El terror


Por la mañana, nada más despertarse, atiende a los prestigiosos medios internacionales que llevan meses esperando la cita que hace un año les prometió su secretaria. Se pasa lo que resta hasta el almuerzo atendiendo a las excelsas medias nacionales. Las medias de las decenas de periodistas recién licenciadas que se personan en su domicilio para suplicarle una entrevista fugaz y sin compromiso.

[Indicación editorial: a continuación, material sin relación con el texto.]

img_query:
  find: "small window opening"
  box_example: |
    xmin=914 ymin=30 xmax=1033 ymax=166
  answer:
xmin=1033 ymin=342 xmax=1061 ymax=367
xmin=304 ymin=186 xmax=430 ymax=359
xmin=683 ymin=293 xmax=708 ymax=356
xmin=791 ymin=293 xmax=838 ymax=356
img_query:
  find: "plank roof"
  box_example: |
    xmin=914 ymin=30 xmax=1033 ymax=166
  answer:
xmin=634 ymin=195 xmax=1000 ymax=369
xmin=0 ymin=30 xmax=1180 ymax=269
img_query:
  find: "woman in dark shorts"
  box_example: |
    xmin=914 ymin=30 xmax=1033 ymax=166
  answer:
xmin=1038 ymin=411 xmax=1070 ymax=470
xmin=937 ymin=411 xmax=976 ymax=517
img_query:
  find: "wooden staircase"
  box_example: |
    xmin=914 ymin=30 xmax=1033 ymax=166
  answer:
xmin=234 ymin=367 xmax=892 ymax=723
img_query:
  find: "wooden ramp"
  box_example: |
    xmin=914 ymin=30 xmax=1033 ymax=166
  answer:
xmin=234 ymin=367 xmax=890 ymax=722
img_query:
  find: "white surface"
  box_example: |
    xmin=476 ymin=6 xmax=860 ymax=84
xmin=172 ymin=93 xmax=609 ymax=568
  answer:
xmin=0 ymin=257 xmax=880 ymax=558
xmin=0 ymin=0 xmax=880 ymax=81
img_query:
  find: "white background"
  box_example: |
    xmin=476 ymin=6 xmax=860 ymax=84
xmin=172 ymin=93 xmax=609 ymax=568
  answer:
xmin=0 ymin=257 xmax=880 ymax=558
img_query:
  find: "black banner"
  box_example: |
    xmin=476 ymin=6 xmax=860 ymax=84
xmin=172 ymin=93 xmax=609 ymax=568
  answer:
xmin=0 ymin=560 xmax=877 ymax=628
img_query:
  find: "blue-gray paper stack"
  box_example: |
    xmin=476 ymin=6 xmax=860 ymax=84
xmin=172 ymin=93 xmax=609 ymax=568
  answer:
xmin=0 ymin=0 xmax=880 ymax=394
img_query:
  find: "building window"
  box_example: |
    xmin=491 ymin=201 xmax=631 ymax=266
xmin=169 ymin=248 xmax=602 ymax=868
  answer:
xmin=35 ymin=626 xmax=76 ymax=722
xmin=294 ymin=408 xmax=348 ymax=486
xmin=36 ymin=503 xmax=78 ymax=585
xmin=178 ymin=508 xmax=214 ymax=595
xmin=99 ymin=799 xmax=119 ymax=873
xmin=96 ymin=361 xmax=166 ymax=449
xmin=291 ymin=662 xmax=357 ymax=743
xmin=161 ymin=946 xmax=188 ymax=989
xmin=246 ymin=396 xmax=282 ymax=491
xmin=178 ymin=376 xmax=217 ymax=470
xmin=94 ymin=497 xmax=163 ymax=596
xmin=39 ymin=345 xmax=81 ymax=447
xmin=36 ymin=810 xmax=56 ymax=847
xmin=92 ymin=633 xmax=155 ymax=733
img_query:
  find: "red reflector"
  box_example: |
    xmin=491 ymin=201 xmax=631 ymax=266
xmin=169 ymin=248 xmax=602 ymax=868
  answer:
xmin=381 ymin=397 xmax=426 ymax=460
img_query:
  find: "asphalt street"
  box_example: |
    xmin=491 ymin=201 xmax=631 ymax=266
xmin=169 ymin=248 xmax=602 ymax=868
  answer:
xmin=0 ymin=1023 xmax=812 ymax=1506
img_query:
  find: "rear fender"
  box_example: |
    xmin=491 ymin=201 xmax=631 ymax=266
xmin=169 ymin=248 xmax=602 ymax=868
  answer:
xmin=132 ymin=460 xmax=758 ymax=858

Al medio día, justo antes de comer, firma autógrafos a cientos y recibe regalos (la mayoría de ellos son lencería fina usada) a miles. Por la tarde pasea por los múltiples parques de la ciudad en los que han erguido recias estatuas en las que se le representa en pose heroica, con rostro de galán y a lomos de un indómito corcel. Contrata a vagabundos para que protejan con su vida a las estatuas de los vándalos y de la mierda de las palomas. Contrata a indigentes para ejercer de guardaespaldas de pedazos de mármol, y les paga utilizando  la ropa interior que le han regalado anteriormente. Convierte bragas sucias en moneda de curso legal, y a nadie parece importarle. Terminado ese imprescindible tour, vuelve a casa para pasar lo que queda de día re visionando  algunos de los millones de documentales y Biopics sobre su persona que emiten por la televisión a todas horas.  Finalmente, al caer la noche, se duerme como un bebé. Se duerme fino y ligero sabiendo que, si quisiera, podría escupir sobre cien folios en blanco,  y que eso se convertiría en un Best Seller en menos de veinte cuatro horas. Duerme tranquilo y satisfecho al saber que la ficción, su ficción, se ha tornado realidad.
Y ese es su día a día ficticio. Su rutina imaginaria. Esa es la otra vida en la que ha escrito ( y no para de escribir) obras magnas. Obras que revolucionan el simple concepto de literatura y lo elevan y trascienden a la altura de la nuez de Pau Gasol. Pero una vez aquí, en el mundo de los monstruos, no hay cosa que aborrezca más que las letras. Dicen que es capaz de inventar las excusas más inverosímiles para no tener que escribir ni la lista de la compra. Y no tanto por miedo al fracaso como por terror al intento.

Se podría jurar que llegado el momento prefiere hacer castillos de naipes con dinamita a poner dos palabras seguidas. Que prefiere hacer malabares con recién nacidos a tener que revisar la ortografía. Se le podría incluso acusar de pasarse el día organizando una vida que le horrorizaría alcanzar. De guionizar sus pesadillas.